We park, they buzz us in to enter and we go upstairs to
an apartment unlike anything I’ve seen before. Artwork is displayed
everywhere—paintings, photos, posters and sculptures—in all kinds of styles
ranging from classic to totally bizarre. A six-foot statue of a woman with a
rabbit head kneels in a corner reading a book. Papier-mache bats circle above,
attached by string to a ceiling fan. Detailed pencil drawings of hands and
faces line the walls alongside both color and black and white photos. A pink
Christmas tree stands decorated with Day of the Dead skull lights. There are
easels with canvases showing works in progress. As for sound, jazz—a mix of
horns, drums and bass coming from speakers somewhere. Within less than an hour,
Music City has taken on a whole new meaning.

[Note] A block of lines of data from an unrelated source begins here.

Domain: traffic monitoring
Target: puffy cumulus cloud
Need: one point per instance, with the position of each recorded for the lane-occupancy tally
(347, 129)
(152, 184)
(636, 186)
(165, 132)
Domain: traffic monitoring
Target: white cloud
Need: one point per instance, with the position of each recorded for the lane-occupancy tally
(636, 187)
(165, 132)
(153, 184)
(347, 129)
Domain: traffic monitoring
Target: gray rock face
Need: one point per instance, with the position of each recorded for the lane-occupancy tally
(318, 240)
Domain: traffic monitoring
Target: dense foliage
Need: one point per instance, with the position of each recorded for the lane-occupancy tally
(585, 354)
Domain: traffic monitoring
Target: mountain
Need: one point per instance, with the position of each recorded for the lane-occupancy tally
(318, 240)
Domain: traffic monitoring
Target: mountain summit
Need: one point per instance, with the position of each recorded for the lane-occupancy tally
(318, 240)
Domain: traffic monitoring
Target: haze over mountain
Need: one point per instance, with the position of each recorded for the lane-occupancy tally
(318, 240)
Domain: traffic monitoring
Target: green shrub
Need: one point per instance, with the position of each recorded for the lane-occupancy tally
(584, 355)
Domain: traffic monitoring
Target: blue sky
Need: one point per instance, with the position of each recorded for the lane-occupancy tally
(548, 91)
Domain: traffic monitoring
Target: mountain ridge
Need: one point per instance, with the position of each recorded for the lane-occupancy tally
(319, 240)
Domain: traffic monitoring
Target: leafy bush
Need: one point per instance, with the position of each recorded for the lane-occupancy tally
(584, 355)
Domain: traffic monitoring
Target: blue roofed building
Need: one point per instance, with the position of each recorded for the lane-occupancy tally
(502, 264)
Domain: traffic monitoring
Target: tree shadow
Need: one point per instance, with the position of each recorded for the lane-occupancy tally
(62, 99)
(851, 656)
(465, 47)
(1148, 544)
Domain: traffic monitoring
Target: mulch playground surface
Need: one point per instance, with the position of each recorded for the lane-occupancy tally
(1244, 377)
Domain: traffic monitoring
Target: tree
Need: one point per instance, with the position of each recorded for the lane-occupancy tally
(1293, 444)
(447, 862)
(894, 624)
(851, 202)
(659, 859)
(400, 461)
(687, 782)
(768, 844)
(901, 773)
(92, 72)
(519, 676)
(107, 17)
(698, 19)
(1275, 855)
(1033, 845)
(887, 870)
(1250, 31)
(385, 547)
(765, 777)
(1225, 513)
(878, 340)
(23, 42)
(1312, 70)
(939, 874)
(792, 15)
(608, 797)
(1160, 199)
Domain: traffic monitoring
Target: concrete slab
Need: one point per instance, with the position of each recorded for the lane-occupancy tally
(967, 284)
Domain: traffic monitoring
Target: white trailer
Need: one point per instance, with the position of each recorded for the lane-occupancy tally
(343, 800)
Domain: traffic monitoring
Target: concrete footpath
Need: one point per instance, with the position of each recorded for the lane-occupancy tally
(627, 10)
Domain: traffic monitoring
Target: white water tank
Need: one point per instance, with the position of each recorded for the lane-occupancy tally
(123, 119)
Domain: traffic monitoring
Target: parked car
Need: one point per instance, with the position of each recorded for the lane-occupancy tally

I watch as Tohru and Shakeesha continue to hug, laugh and
talk. It’s cool to see how excited they are to be meeting each other in person.
After all, what were the odds of Lauren ever dropping in out of the sky like
this? It’s like I’m not even there and I’m totally fine with that but I guess I
blow it by continuing to watch them.

Lauren suddenly breaks it off and says, “Oh, sorry! This
is Jack.”

“Hi,” I say, giving a little wave.

“Jack has an issue,” Lauren says. “We’re trying to figure
it out.”

Really? Thanks so much, Lauren. But she’s totally in the
moment, not even realizing how weird that sounded.

“I can totally help Jack,” Shakeesha says. “Tohru, can we
help Jack?”

“You betcha! What you need first is a beer, my man!”
Tohru is maybe five feet tall but has a deep voice that doesn’t match up. It’s
like hearing a fog horn when you expect a whistle. “You too, Potato!”

Tohru goes into the kitchen and Shakeesha motions for us
to follow her toward the living room. A few seconds later, we’re clinking beer
bottles, standing in a group. It’s not like I’ve never scored a beer before,
but it does feel strange not to be trying to hide it somehow.